While the historic structure that once housed New York's original Cotton Club was torn down decades ago for urban renewal, Chicago's original Sunset/Grand Terrace Cafe building still stands, and still has some of its original murals on the walls. The Sunset/Grand Terrace Cafe building returned to its modest roots after the then Grand Terrace Cafe closed in 1950, serving as a political office for a short time, and then an Ace Hardware store.

==Famous performers==

Owned by Louis Armstrong's manager, Joe Glaser, the venue played host to such performers as Louis Armstrong, Adelaide Hall, Billie Holiday, Dinah Washington, Fletcher Henderson, Cab Calloway, Lionel Hampton, Johnny Dodds, Bix Beiderbecke, Jimmy Dorsey, Benny Goodman, Woody Herman, Gene Krupa and Earl "Fatha" Hines and his orchestra's members: Billy Eckstine, Dizzy Gillespie, Charlie Parker and Sarah Vaughan. On September 23, 1939, Ella Fitzgerald made her Chicago debut on this famous stage.

==Louis Armstrong==

Shortly after beginning to record his Hot Five records, Louis Armstrong began playing in the Carroll Dickerson Orchestra at the Sunset Cafe in 1926, with Earl Hines on piano. In July of that year, Percy Venable staged and produced Jazzmania, which had a finale with the whole cast supporting Armstrong as he sang "Heebie Jeebies." Venable would also later design a show with a "prime attraction," or Armstrong, singing "Big Butter and Egg Man" with Mae Alix. The band with Hines as musical director was soon renamed Louis Armstrong and his Stompers.

==Cab Calloway==

Cab Calloway got his professional start onstage under Louis Armstrong at the Sunset Cafe. Calloway eventually became one of only a few big band leaders to come up under Armstrong and, of course, Earl Hines. When Louis departed the Cafe for New York - it was the young Cab Calloway - 20-year-old "kid from Baltimore" whom Armstrong and Glazer picked to take over from Louis at the Sunset. A few years later Calloway followed his mentor Armstrong to NY, and before long found himself headlining at The Cotton Club, while back in Chicago, Hines inherited the Sunset Cafe mantle.
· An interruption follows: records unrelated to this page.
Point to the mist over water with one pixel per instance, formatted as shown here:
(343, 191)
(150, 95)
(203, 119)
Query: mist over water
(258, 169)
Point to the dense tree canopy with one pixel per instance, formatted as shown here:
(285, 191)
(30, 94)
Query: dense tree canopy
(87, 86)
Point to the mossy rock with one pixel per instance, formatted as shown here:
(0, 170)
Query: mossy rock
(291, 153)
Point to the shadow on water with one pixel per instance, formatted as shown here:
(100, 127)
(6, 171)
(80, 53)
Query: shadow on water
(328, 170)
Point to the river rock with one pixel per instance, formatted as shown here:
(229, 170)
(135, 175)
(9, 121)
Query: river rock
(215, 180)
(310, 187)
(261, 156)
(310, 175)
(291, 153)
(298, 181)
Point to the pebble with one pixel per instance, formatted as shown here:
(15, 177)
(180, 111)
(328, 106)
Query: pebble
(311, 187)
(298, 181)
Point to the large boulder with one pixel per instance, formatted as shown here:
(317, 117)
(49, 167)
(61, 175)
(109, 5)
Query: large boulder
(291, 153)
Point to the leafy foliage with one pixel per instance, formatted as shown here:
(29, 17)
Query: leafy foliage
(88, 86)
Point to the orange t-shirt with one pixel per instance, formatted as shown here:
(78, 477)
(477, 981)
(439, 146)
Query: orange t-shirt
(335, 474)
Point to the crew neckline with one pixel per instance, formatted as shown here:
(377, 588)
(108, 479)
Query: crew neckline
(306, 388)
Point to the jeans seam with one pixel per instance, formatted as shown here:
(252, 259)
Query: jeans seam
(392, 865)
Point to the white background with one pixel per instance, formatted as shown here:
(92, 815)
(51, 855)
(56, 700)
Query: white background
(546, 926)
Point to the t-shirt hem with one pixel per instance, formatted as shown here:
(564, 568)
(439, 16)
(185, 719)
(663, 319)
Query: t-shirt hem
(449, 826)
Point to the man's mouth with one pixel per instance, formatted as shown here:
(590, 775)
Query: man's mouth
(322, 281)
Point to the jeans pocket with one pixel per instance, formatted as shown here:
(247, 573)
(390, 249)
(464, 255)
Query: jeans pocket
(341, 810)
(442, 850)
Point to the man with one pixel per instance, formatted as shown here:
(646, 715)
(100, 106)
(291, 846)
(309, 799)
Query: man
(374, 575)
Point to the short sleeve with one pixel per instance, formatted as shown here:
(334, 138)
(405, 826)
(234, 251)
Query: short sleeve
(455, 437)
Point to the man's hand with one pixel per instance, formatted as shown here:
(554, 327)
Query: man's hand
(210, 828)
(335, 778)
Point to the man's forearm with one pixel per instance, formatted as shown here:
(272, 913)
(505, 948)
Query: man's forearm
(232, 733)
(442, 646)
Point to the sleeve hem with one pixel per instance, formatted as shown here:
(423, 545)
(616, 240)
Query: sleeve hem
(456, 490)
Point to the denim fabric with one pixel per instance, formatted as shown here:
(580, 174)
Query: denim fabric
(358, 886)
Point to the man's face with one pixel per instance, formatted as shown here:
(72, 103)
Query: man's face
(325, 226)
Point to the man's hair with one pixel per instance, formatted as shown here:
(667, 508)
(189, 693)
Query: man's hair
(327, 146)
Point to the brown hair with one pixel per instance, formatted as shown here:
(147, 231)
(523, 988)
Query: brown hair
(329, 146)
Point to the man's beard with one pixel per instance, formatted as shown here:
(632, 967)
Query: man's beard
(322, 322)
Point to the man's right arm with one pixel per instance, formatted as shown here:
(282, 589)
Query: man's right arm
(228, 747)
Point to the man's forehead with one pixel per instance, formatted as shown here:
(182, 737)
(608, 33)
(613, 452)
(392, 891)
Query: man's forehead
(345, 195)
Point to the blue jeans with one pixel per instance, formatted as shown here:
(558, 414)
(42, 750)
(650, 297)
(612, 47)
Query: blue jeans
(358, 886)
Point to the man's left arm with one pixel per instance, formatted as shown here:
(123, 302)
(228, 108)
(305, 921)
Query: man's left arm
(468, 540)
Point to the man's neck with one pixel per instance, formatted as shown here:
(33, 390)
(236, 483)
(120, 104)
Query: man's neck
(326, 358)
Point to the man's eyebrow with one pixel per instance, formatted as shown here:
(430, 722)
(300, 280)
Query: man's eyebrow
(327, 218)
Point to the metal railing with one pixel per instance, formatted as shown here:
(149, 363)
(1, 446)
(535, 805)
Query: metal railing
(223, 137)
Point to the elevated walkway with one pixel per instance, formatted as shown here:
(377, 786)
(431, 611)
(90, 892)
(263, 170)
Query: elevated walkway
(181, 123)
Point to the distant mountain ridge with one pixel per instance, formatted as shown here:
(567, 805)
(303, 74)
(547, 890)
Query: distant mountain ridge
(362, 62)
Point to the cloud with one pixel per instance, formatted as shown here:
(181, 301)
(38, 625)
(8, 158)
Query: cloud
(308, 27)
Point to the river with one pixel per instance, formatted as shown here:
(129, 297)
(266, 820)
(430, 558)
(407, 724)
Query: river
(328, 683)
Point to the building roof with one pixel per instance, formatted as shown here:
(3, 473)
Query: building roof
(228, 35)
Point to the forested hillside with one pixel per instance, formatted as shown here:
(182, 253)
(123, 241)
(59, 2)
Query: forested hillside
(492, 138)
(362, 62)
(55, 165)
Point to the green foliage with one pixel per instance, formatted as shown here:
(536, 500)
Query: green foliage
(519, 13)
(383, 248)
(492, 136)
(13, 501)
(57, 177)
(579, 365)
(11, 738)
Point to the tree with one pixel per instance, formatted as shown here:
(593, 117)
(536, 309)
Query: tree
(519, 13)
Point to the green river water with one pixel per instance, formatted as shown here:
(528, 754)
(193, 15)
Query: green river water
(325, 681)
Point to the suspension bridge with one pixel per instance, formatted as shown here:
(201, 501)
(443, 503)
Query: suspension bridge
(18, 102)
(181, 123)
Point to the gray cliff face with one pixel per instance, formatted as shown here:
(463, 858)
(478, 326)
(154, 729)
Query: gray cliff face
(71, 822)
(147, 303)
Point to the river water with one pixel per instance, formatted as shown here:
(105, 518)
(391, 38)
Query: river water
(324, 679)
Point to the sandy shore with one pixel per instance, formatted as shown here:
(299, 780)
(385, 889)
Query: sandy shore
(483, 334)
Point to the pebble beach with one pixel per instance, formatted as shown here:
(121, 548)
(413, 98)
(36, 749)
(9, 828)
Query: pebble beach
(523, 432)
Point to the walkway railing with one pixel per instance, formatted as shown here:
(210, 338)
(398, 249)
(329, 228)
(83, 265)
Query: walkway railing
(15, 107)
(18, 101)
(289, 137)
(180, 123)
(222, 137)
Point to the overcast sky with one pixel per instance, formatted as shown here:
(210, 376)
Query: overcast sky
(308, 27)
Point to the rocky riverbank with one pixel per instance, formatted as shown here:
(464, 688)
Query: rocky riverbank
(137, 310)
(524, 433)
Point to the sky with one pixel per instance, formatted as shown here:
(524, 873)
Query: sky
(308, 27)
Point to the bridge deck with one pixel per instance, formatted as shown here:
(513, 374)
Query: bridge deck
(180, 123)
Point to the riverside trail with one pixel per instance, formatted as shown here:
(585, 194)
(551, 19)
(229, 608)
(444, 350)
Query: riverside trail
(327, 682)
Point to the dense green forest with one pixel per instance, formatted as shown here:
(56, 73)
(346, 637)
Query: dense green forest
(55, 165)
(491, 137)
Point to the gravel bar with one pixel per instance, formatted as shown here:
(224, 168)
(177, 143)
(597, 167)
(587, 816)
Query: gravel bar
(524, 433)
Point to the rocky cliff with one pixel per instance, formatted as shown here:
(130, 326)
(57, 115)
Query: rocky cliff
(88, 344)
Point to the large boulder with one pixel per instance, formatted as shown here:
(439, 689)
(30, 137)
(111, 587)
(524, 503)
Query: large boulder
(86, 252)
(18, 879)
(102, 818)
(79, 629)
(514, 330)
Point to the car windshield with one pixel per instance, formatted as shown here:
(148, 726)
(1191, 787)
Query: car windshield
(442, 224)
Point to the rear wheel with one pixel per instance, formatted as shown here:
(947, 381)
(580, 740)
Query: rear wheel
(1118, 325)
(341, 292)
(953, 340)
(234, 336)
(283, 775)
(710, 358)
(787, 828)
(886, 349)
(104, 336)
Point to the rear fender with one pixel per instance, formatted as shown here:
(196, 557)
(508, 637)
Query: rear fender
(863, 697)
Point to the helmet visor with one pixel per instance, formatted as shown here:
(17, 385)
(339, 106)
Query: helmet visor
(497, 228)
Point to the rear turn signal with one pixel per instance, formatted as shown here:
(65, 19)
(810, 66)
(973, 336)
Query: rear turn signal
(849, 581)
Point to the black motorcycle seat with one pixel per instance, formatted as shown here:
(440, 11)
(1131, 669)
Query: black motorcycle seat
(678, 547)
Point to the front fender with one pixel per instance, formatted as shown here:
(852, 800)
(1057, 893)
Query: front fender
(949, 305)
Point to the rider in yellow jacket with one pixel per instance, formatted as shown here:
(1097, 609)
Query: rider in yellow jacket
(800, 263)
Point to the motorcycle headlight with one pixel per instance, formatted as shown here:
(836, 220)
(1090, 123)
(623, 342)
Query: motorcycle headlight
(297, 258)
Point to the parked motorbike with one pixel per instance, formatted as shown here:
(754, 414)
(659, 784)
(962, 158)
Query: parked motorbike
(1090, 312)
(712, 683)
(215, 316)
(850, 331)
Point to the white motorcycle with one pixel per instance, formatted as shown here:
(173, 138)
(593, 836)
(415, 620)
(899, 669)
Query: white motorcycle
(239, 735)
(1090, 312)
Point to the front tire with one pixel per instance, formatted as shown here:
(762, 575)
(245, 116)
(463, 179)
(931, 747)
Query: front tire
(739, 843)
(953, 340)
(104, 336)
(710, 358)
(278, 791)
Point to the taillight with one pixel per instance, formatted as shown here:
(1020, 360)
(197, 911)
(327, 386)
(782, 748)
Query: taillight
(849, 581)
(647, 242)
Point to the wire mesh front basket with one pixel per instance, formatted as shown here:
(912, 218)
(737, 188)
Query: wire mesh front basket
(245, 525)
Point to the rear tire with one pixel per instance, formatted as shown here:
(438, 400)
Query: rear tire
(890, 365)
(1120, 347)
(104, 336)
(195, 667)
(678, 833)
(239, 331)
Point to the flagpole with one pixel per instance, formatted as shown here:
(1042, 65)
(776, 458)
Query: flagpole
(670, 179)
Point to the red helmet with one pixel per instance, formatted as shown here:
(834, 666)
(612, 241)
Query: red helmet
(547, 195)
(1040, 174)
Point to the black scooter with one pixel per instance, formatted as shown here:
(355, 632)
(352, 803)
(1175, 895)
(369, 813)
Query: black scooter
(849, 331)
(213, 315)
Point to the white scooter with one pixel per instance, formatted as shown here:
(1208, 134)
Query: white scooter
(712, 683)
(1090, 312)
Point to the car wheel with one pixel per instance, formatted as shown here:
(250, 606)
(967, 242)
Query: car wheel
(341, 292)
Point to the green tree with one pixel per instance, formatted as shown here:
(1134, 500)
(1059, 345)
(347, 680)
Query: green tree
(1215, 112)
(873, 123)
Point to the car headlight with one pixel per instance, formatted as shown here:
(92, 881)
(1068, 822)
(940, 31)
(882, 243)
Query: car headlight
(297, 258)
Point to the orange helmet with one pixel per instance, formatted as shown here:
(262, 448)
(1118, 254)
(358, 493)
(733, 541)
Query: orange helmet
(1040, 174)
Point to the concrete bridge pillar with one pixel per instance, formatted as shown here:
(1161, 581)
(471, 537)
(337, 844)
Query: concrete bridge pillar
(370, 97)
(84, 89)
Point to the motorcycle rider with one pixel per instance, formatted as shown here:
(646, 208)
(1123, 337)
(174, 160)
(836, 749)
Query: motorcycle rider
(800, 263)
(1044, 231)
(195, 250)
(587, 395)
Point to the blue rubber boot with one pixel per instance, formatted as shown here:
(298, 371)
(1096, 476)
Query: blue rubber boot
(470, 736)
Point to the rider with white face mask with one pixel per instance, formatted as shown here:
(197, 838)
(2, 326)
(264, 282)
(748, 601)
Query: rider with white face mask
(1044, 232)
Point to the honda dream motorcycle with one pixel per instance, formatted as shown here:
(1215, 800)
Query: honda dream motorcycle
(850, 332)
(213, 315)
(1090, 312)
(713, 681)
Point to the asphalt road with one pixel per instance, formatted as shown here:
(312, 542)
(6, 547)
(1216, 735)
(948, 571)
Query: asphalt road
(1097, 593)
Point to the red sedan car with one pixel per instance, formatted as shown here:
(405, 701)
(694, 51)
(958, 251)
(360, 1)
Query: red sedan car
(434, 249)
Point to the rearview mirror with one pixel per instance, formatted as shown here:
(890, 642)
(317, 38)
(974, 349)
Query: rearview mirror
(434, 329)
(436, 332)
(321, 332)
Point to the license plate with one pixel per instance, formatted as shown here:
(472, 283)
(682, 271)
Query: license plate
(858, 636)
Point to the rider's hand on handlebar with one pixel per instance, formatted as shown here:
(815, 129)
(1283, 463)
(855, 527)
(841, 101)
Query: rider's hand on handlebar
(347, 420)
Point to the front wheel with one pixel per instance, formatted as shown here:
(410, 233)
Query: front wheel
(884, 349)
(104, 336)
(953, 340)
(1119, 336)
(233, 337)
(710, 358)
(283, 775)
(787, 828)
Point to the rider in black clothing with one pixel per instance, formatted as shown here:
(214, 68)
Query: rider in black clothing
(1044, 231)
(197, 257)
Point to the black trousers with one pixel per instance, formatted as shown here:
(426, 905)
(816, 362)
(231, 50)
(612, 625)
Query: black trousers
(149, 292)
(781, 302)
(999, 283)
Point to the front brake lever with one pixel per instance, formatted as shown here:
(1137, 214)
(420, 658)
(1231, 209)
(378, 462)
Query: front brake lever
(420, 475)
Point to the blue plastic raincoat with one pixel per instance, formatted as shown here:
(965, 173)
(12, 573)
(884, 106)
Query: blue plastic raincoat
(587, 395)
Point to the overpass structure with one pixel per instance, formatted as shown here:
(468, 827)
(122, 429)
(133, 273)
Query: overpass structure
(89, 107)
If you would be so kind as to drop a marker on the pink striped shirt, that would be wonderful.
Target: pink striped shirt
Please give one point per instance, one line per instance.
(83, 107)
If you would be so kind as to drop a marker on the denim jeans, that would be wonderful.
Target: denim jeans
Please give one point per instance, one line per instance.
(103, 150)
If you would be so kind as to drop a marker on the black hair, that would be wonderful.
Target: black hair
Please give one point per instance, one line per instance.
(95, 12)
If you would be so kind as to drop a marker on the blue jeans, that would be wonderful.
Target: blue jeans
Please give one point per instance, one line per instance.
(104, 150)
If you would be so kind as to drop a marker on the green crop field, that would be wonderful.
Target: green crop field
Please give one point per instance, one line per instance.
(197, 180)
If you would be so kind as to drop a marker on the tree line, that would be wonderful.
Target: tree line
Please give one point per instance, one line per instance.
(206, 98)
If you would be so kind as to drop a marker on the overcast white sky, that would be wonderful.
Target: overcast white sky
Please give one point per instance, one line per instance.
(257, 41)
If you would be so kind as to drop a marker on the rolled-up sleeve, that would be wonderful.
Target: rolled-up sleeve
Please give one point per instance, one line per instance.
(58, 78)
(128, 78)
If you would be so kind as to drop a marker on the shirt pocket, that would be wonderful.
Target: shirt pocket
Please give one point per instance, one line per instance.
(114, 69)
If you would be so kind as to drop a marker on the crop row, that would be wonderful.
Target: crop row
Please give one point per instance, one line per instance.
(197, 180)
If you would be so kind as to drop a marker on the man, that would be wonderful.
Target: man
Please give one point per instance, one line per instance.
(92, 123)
In 1928, the 25-year-old Earl Hines opened what was to become a twelve-year residency at what was now renamed The Grand Terrace Cafe - by now "controlled" [or 25% 'controlled'] by Al Capone.

==Earl Hines==

With Hines as its bandleader, what used to be the Sunset Cafe continued its tradition, introducing under Hines Charlie Parker, Dizzy Gillespie, Sarah Vaughan, Nat "King" Cole and Billy Eckstine, as well as the dancer - Bill "Bojangles" Robinson. And it was "live" from The Grand Terrace that the Hines Band became the most radio broadcast band in America.